A year earlier in 2012, Facebook had already begun developing a proprietary security system called ThreatData—”a framework for importing information about badness on the Internet in arbitrary formats, storing it efficiently, and making it accessible for both real-time defensive systems and long-term analysis.” In other words, the social giant built a standardized system for internally sharing, storing, accessing and analyzing threats. Why not open it up to others?
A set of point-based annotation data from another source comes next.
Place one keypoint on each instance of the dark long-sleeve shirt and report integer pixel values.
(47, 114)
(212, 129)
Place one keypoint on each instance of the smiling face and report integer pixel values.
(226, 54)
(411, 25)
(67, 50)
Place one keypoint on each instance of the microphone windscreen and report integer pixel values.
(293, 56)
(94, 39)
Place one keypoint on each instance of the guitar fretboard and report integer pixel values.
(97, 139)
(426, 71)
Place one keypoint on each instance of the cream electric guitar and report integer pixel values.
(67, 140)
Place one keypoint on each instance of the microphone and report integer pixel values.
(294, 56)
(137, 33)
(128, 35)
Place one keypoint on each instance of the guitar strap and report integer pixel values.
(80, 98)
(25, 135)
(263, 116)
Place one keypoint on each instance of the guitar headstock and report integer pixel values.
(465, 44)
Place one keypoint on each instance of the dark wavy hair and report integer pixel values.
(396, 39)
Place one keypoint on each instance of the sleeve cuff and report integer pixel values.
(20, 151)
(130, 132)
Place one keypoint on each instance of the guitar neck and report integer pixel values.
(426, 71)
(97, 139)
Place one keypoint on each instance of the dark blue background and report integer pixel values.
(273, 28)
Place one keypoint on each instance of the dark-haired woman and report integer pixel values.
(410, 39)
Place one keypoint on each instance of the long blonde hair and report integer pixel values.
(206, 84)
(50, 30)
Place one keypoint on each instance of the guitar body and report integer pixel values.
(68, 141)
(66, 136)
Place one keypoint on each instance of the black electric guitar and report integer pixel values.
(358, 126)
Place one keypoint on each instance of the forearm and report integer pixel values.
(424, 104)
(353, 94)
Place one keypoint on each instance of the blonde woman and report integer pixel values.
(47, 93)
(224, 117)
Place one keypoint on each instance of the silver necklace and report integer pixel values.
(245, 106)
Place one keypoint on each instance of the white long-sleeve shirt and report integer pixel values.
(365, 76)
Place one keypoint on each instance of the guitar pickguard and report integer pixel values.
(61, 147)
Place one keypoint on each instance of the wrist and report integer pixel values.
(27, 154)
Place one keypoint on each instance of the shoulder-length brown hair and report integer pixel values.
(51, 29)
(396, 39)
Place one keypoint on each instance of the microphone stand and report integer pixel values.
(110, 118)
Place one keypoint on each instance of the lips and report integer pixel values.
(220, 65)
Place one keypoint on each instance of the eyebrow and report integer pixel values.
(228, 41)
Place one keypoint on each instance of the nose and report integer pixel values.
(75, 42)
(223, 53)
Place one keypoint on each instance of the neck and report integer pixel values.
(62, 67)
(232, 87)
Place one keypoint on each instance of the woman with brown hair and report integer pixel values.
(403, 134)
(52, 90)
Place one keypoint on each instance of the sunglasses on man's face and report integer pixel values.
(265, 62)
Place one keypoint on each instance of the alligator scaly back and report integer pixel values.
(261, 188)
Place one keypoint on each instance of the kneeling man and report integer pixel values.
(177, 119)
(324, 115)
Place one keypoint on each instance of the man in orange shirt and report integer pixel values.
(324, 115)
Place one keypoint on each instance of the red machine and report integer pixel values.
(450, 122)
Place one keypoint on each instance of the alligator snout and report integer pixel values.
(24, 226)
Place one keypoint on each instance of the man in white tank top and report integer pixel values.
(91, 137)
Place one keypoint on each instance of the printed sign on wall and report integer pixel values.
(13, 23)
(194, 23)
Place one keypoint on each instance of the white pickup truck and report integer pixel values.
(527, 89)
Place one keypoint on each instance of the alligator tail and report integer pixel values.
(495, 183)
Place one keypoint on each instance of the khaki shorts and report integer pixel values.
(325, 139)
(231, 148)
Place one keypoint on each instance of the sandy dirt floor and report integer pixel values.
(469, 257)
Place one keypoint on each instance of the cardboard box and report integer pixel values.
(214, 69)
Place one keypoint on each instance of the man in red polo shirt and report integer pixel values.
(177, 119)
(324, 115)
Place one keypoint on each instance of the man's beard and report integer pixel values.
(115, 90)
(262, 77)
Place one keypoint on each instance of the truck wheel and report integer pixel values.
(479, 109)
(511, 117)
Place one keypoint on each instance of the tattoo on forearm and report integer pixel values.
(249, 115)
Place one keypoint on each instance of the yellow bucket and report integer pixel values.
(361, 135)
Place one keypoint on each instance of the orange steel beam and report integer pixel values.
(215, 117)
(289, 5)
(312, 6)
Hammell’s team began putting together a set of APIs—application programming interfaces; think of them as an instruction set for an app to access the information in a system—and privacy controls to allow security analysts to use the ThreatData system as the basis for a social platform for sharing tips. With it, researchers could pass bad URLs and domains back and forth and generally keep up to date about the latest digital menaces. On Wednesday, Facebook formally introduced the platform: ThreatExchange.
Initially, Facebook is partnering with other social networks, since they’re being targeted with similar attacks. So far, these include Pinterest, Tumblr, Yahoo, and Twitter; Bitly and Dropbox are on deck as “initial partners.” Though Hammell says he would like to see it grow and evolve, for now ThreatExchange is not accessible to the public.
One of Facebook’s big selling points for startups in acquisition deals is its formidable security. In essence: Focus on the product, we’ll take care of the spam. (Last year, Kevin Systrom, co-founder and CEO of Instagram, Facebook’s first billion-dollar buy, cited that as one of the major benefits of joining the Facebook ecosystem in an interview with the author for Fortune‘s 40 Under 40 list. He ranked eighth.) Hammell does not believe opening up ThreatExchange weakens that proposal; in fact, he believes it strengthens it.
“By giving this platform away for folks to share this type of information doesn’t really give away our secret sauce, it gives everyone a good baseline of what the attack ecosystem looks like and how that impacts their business,” Hammell says. “We’re giving everyone a way to collaborate and effectively keep track of, discuss and disrupt attacks as they happen.”
Facebook’s method seems to stand in stark contrast to Google’s approach, which has caught some flack in recent months for finding vulnerabilities, setting a deadline when they’ll go public and announcing them whether or not the flaw has been patched. (Microsoft, for one, has been grumbling about this.)
Tougher anti-spam systems are no doubt a boon to most denizens of the digital world.”People that work on cyber understand that sharing is important,” Hammell says. “As one of us gets stronger, so do the rest of us.”